She got a job as a dancing slave girl at Nero's Feast. In a week she was dating Spartacus. His real name was Garrett Pugh and he was handsome and kind and not without grand ambitions of his own, such as the realization of one hundred million dollars (a meager one million no longer seemed quite sufficient) by the age of thirty-five, the year his father unexpectedly died of a routine flu virus. The fact that Garrett was determined to amass this wad by one day operating his own casino endeared him instantly to Jessie -- at last, a man working the right side of the tables. By day Garrett carried a spear through Nero's Feast; at night he attended classes at Tom and Jerry's Dealers School, tales out of which only confirmed Jessie's long-held suspicions: the first week was devoted to how customers cheat, the remaining five weeks to how to cheat the customers.
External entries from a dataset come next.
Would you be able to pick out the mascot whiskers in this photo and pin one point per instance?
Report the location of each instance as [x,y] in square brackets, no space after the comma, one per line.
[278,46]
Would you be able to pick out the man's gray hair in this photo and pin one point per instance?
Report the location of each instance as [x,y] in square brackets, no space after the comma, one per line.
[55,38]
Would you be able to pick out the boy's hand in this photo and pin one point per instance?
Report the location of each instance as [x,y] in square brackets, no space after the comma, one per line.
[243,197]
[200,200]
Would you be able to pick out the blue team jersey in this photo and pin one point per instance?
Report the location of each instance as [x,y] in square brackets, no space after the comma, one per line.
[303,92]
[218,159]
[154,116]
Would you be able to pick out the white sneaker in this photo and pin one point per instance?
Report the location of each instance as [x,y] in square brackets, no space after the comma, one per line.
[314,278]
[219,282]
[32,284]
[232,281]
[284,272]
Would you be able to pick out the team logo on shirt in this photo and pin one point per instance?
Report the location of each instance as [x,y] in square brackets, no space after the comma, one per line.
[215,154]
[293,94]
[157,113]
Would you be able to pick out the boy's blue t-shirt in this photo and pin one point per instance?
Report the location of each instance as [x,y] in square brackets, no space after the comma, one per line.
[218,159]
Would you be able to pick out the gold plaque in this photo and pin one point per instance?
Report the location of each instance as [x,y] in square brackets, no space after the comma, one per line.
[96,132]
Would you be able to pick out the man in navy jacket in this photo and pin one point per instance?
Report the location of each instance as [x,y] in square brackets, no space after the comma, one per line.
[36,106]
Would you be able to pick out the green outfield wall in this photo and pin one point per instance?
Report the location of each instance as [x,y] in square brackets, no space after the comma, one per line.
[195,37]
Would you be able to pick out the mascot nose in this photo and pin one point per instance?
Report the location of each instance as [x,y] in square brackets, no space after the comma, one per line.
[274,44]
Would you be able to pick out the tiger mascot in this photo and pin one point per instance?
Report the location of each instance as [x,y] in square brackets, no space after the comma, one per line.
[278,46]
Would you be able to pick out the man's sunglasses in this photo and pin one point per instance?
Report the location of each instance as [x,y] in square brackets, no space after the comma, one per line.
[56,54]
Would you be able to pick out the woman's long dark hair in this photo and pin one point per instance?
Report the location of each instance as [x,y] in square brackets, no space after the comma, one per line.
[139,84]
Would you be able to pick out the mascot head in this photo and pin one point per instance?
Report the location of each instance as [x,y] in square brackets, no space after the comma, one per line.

Like Dow, he was rarely without a deck in his hands, and eventually Jessie learned not to flinch at the sound of cards being riffled. Trust, a wary but ultimately loyal dog, returned to take up residence inside her, glad to find the bed still warm, the bowl full. Garrett brought her back to the person she was when she first met Dow, and for that, she loved him. His eyes were a soulful brown, his lips the softest she'd ever kissed, she laughed a lot when he was around. They were married, coincidentally, at The Happy Chapel by Reverend Pop in a ceremony so brief their wedding pictures, she liked to joke, were a series of shots of an empty room. One month later she was pregnant with Cammie.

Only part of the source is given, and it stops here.